A WORKER who spent 17 years at a bakery has been sacked for eating a tiny piece of nut from a production line.

Susan Longworth said she was told that her actions amounted to theft and she was dismissed with immediate effect.

Mrs Longworth, aged 54, of Brentwood Drive, Farnworth, worked at Park Cakes in Bella Street, Daubhill, until she was sacked on Monday following an incident on Friday, May 14.

Her job that day was to put pieces of nut on to toffee and hazelnut cakes, and she was talking with colleagues waiting for the next batch of cakes to arrive when she popped a small chunk of hazelnut into her mouth.

She was spotted by a manager, who came over to ask if she was eating, at which point Mrs Longworth confessed that she had eaten a single piece of chopped hazelnut.

She was summoned to her manager’s office and within minutes had been suspended and was escorted from the premises.

She went back to work this week and her manager told her that she was fired.

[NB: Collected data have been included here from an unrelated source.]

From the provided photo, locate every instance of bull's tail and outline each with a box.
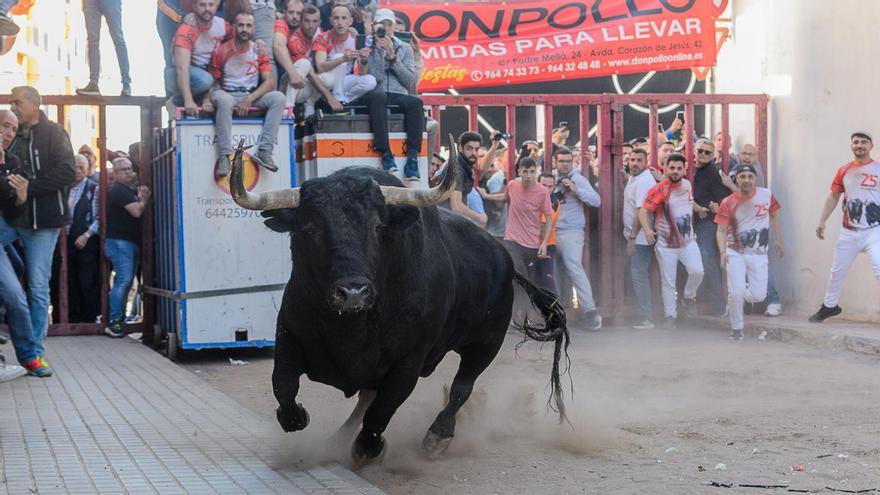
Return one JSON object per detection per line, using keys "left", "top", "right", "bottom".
{"left": 511, "top": 272, "right": 572, "bottom": 426}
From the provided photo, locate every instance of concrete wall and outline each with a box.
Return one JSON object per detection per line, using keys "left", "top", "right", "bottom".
{"left": 713, "top": 0, "right": 880, "bottom": 321}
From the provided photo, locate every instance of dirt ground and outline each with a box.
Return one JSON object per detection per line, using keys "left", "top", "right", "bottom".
{"left": 177, "top": 326, "right": 880, "bottom": 494}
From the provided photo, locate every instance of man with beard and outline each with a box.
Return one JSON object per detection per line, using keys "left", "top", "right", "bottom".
{"left": 443, "top": 132, "right": 487, "bottom": 227}
{"left": 274, "top": 1, "right": 341, "bottom": 116}
{"left": 624, "top": 148, "right": 658, "bottom": 329}
{"left": 692, "top": 138, "right": 731, "bottom": 316}
{"left": 206, "top": 12, "right": 286, "bottom": 176}
{"left": 639, "top": 153, "right": 704, "bottom": 329}
{"left": 168, "top": 0, "right": 233, "bottom": 117}
{"left": 811, "top": 132, "right": 880, "bottom": 323}
{"left": 716, "top": 164, "right": 783, "bottom": 340}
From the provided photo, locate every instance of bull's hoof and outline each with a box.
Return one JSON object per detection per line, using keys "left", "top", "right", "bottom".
{"left": 422, "top": 430, "right": 453, "bottom": 460}
{"left": 351, "top": 433, "right": 387, "bottom": 469}
{"left": 276, "top": 404, "right": 309, "bottom": 432}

Mrs Longworth said: “He said he was taking into consideration my honesty and the length of time I had been working there and I thought he was going to give me a warning.

“I could not believe it when he said he was sacking me.

He said it was like stealing from the company and it was gross misconduct.

“Everybody is shocked by what has happened — people keep saying they cannot believe it. Most of all, I am just annoyed by what I have done for that company and this is how they have treated me after 17 years.”

Mrs Longworth says she has never been in trouble at work for anything else and has only ever had one long period of sickness, lasting six weeks, when she broke her arm.

A spokesman for Park Cakes said: “Park Cake Bakeries takes issues of hygiene very seriously indeed and has very strict rules about eating or chewing on the production line. To do so is an act of gross misconduct and, as such, warrants dismissal.”

He added that Mrs Longworth was the only fulltime member of staff to be dismissed for eating, but said a number of agency staff had previously been removed immediately for the same reason.

Mrs Longworth said that while she understood the rules, hygiene was never mentioned to her as a reason for dismissal during the meetings she had with bosses.